Summary: In this Psalm David gives us a great testimony not only of what God has done for his soul but how his deliverance was made possible.


Psalm 66:16-20

16 Come and hear, all you who fear God, And I will declare what He has done for my soul.

17 I cried to Him with my mouth, And He was extolled with my tongue.

18 If I regard iniquity in my heart, The Lord will not hear.

19 But certainly God has heard me; He has attended to the voice of my prayer.

20 Blessed be God, Who has not turned away my prayer,

There are those today who are asking, “What has God ever done for me?” For one reason or another they don’t see any evidence that God is actively involved in their lives. On the other hand, there are those, like David, who are constantly giving testimony to what God is doing for them. What’s the difference between the two groups?
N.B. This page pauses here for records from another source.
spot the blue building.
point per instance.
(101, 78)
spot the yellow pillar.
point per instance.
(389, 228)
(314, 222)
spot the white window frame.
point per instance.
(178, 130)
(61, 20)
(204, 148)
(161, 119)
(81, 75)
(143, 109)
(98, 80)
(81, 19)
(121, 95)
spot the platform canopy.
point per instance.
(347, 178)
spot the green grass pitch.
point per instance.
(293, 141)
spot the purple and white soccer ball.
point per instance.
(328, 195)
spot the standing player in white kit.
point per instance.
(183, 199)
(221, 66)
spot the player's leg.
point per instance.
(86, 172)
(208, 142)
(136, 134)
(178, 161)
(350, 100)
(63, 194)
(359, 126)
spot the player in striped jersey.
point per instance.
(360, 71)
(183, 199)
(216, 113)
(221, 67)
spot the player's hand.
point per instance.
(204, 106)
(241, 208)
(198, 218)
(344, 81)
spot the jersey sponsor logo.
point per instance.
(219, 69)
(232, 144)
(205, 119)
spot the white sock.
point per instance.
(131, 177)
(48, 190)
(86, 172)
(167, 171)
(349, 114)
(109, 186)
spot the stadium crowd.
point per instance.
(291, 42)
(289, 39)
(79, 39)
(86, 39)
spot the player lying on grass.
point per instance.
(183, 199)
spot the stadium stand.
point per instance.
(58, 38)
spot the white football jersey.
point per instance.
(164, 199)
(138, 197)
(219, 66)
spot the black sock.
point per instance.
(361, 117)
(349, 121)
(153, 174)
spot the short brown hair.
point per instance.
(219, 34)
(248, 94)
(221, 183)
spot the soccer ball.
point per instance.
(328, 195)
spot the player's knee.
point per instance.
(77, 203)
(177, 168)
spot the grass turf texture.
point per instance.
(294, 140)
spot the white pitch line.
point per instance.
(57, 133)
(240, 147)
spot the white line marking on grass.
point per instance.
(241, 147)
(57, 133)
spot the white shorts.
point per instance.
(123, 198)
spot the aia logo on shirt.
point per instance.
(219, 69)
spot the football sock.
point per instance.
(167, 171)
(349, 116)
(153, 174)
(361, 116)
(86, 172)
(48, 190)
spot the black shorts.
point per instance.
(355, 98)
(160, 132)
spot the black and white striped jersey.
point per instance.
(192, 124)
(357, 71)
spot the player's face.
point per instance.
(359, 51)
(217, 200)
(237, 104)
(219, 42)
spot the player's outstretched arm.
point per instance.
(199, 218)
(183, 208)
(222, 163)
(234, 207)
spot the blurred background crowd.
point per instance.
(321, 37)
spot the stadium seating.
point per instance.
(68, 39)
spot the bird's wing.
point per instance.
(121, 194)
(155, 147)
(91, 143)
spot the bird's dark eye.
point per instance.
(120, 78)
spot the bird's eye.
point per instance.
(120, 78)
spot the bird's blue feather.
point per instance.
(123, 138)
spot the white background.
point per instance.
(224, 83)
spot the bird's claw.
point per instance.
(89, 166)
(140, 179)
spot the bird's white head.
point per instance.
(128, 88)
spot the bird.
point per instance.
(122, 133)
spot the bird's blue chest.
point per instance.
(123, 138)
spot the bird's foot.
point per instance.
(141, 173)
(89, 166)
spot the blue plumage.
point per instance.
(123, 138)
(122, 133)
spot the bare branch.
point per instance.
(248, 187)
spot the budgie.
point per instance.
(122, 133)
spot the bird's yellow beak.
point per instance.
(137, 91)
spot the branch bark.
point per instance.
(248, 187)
The answer to this question might be complex or it might be just as simple as David’s testimony of God’s deliverance in Psalm 66. David was a man after God’s own heart and yet he still needed for God to be actively involved in his life. In this great Psalm we find four keys to David’s deliverance.

David discovered that God was good for those times when he couldn’t help himself.


18 If I regard (“to see”) iniquity in my heart, The Lord will not hear.

The word “to regard” in verse 18 has to do with David’s inspection of his own heart. As he sought God’s deliverance David understood the importance of knowing that nothing would prevent him from praying effectively and so he took inventory of his heart. David literally looked into his heart to see if there was anything there that he had a greater regard for than God.

Sin won’t prevent us from praying but it will keep us from praying effectively. If we regard sin more highly than God we likely won’t experience the deliverance we both need and long for. Sin is disobedience and according to David God will not bless the disobedient.


Roger Staubach who led the Dallas Cowboys to the World Championship in ’71 admitted that not being about to call his own plays was a source of trial for him. Coach Landry sent in every play. He told Roger when to pass, when to run and only in emergency situations could he change the play (and he had better be right!). Even though Roger considered coach Landry to have a "genius mind" when it came to football strategy, pride said that he should be able to run his own team.

Roger later said, "I faced up to the issue of obedience. Once I learned to obey there was harmony, fulfillment, and victory."


17 I cried to Him with my mouth, And He was extolled with my tongue.

19 But certainly God has heard me; He has attended to the voice of my prayer.

In verses 17 and 19 we are told that David offered his prayer to God and his prayer was heard. According to verse 17 this was some serious praying. “To cry out” is the same word that someone would use for “crying out in alarm.” This indicates that David’s prayer was a fairly desperate one. We shouldn’t wait until we’re desperate to pray but when we are we have no better resource than prayer.

In verse 19 the word “attended” literally means to “prick up one’s ears.” Just like our ears are tuned to hear the voices of our own children, when we cry out to Him and our hearts are right God gives our voices special attention. This knowledge was especially comforting to David when he needed God’s deliverance.


16 Come and hear, all you who fear God, And I will declare (“I will tell you what the score is”) what He has done for my soul.

Here is the end result of having a pure heart and clean hands and then crying out to God. God had done great things for David and he wanted everyone to know about it. This Psalm was written after the fact – after the fact of David’s deliverance and not anticipating it. David’s use of the word “declare” in verse 16 is his attempt to tell everyone what the score was. From David’s perspective the score was God – 1, the depressing circumstances of his life – 0.

Proclaiming God’s deliverance will do at least two things:

1- It will be a source of praise for God

2- It will encourage others to cry out to the Lord in their despair and need of deliverance.


In his book FOLK PSALMS OF FAITH, Ray Stedman tells of an experience H.A. Ironside had in a crowded restaurant. Just as Ironside was about to begin his meal, a man approached and asked if he could join him. Ironside invited his to have a seat. Then, as was his custom, Ironside bowed his head in prayer. When he opened his eyes, the other man asked, "Do you have a headache?" Ironside replied, "No, I don’t." The other man asked, "Well, is there something wrong with your food?" Ironside replied, "No, I was simply thanking God as I always do before I eat."

The man said, "Oh, you’re one of those, are you? Well, I want you to know I never give thanks. I earn my money by the sweat of my brow and I don’t have to give thanks to anybody when I eat. I just start right in!"

Ironside said, "Yes, you’re just like my dog. That’s what he does too!"